Earlier Tuesday, New York finalized an $85 million, five-year contract with All-Star catcher Brian McCann.

There is a long history of stars moving from Beantown to the Big Apple during their careers. Babe Ruth was the most famous, and Roger Clemens, Wade Boggs, and Johnny Damon followed.

Ellsbury, who turned 30 in September, led the majors with 52 stolen bases despite being hobbled late in the season by a broken right foot. The leadoff man batted .298 with nine homers and 53 RBIs, and the short right-field porch at Yankee Stadium should boost his power numbers.

Ellsbury's deal includes a $21 million option for the 2021 season, with a $5 million buyout. If the option is exercised, the deal would be worth $169 million over eight years.

The move would raise the Yankees' luxury tax payroll to about $138 million for 10 players. The Yankees hope to get under the $189 million tax threshold next season, which includes about $177 million for salaries for the 40-man roster and approximately $12 million for benefits.

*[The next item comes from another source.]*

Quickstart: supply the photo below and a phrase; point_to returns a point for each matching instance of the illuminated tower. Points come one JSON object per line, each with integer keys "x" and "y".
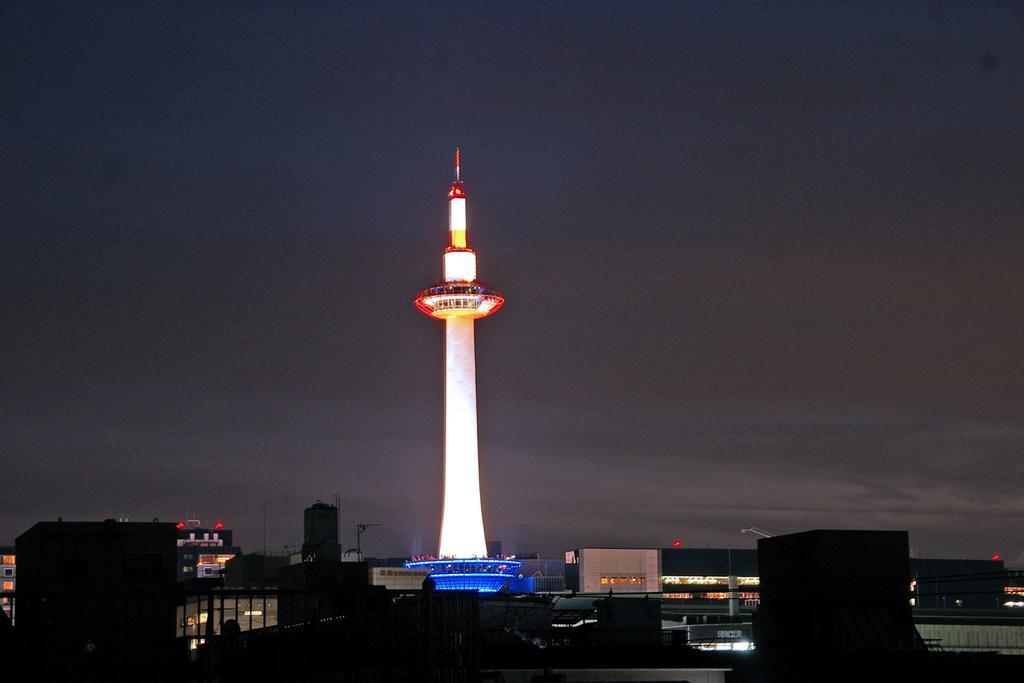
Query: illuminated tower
{"x": 460, "y": 300}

New York also has been speaking with the agents for Robinson Cano, their All-Star second baseman. The Yankees, who rebuffed his request for a 10-year deal worth more than $300 million, believe he has been in talks with the Seattle Mariners.

Ellsbury won a pair of World Series titles with the Red Sox and was an All-Star in 2011, when he finished second to Detroit's Justin Verlander in AL MVP voting. He has reached the postseason four times and is a career .301 hitter in those 38 games.

After their playoff absence, the Yankees are undergoing a major transformation. Closer Mariano Rivera and Andy Pettitte are retiring, Phil Hughes is leaving to sign with Minnesota and New York appears to be making little effort to retain outfielder Curtis Granderson.

McCann, a seven-time All-Star, is to be introduced at a news conference Thursday at Yankee Stadium.

He receives $17 million in each of the next five seasons, and the Yankees have a $15 million option for 2019 with no buyout. The option becomes McCann's if he has at least 1,000 plate appearances combined in 2017 and 2018, has at least 90 starts at catcher in 2018 and does not end the 2018 season on the disabled list.

His deal includes a full no-trade provision, meaning he cannot be dealt without his consent.